The change of season also marks the time when Ask William! stops responding to the more esoteric property issues and reverts to a series of article answering the more general inquiries of first time buyers as to how land titling works and what a foreign investor can legally acquire in Phuket.
There are restrictions to foreign land ownership in Thailand and while these have been subject to serious debate to seek ways to ease the requirements for foreign investors, and some slight easing of the land coded 18 months ago, there have yet to be any very significant changes to the land code. Minor relaxations of the land laws have occurred , such as increasing the percentage of a condominium block's floor space that can be owned freehold by a non-Thai, the re-entitlement of Thais married to a foreigner to own land freehold in their own name and the granting of freehold rights to certain large investors in Thailand . These are small signs in the change of attitude that is taking place to land ownership by foreigners in Thailand, but the rate of change is still a very slow and long-drawn out business.
I will begin by reviewing what a foreigner can and cannot own in the way of property in Thailand and then move on to the different types of land ownership documents and strata titles that are available.
So lets start with the most basic issue. Foreign nationals may not own freehold land in Thailand. Even a Thai spouse (male or female) of a foreigner must prove that the money used in the purchase of freehold land is legally solely theirs with no foreign claim to it.
There are two rare exceptions to this rule ; firstly for the principal investor/manager in a new export orientated BOI (Board of Investment) approved company, or secondly an investment of over 40 Million baht into an approved investment company or a Thai Bank deposit and left for a minimum of three years will entitle the investor to freehold ownership rights on one Rai of land (1600 sq.m).You can of course avoid the issue by obtaining Thai nationality, a lengthy process, possible after several years of residence in practice as well as theory, but not far removed in complexity from finding a needle in a haystack.

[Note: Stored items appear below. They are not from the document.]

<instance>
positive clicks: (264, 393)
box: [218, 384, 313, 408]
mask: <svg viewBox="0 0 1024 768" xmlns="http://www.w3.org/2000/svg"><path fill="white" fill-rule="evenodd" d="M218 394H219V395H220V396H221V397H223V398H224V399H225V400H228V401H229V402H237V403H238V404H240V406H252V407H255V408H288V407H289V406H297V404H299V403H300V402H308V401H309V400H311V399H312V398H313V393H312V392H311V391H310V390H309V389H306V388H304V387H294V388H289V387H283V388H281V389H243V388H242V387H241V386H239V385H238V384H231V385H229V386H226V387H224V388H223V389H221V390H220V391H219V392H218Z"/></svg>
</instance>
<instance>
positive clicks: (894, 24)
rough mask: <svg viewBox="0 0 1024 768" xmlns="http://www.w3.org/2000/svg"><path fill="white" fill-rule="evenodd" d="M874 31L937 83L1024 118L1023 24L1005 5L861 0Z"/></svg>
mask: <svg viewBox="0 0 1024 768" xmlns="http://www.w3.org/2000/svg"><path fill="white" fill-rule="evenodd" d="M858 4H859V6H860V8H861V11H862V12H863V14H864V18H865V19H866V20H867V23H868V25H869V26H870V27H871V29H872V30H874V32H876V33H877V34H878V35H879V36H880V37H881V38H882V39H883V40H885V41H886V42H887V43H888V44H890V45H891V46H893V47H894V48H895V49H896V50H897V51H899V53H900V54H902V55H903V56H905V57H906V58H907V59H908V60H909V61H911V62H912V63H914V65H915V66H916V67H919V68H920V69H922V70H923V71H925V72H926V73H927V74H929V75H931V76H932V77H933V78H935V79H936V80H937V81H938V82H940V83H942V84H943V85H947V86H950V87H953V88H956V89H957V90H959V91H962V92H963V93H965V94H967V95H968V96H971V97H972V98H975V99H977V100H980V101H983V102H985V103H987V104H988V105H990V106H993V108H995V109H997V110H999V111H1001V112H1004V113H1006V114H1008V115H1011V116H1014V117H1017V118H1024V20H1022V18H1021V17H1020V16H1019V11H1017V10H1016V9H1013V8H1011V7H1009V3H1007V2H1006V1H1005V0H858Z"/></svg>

That may sound pretty restricting, but as I will explain, it's really
not as bad as it might at first appear. Let's look instead at what a
foreigner may acquire. Freehold ownership of a condominium title (with
a proportional or strata interest in common land), long term registered
transferable lease rights to land and or buildings, options to purchase
land (but not to exercise that option in their own name, unless the
law should change), and freehold ownership of all buildings and improvements
either existing or to be constructed upon leased land. A foreigner may
also own up to 49% of the shares in a Thai company that owns property
in Thailand and may be a director of that company.
Through applying one or a combination of the above completely legal mechanisms, a foreign national may have effective ownership of property and may sell and transfer those rights to achieve capital gain - in other words just about everything that a freehold owner could do. I am not going to bore you in this article with the fine details of how all this works - rather I will simply outline the main principles
Purchasing a condominium is the easiest, simplest transaction and in certain condominium blocks a full 100 % of the units can now be owned by foreigners on a freehold basis. One important requirement in order to qualify for freehold status is that the foreign currency funds for the purchase have been remitted from abroad and correctly recorded as such by a Thai bank. The foreign freehold is definitely the preferred structure for purchase of a Condo; if you do choose another structure of "ownership", have it checked carefully (since most are likely to have tax or other implications that are not immediately apparent) and certainly look for a price that is less than the freehold equivalent.
However if what you want is a house, don't be deterred by the fact that you can't acquire freehold land. You may own the building freehold and together with a well constructed leasehold (typically a 30 year lease with two prepaid 30 year renewals) and a purchase option for the land (that could be invoked in the event the laws of foreign ownership changed - or you sold the property on to a Thai person or legal entity) you will have effective ownership, yet still remain within the laws of Thailand.
The structure of such a lease/purchase is complex and needs to be reviewed carefully with respect the properties current ownership and your own personal needs - it is recommended that you always seek the advice of an independent lawyer or property consultant, who speaks your language before making any financial commitment regarding property.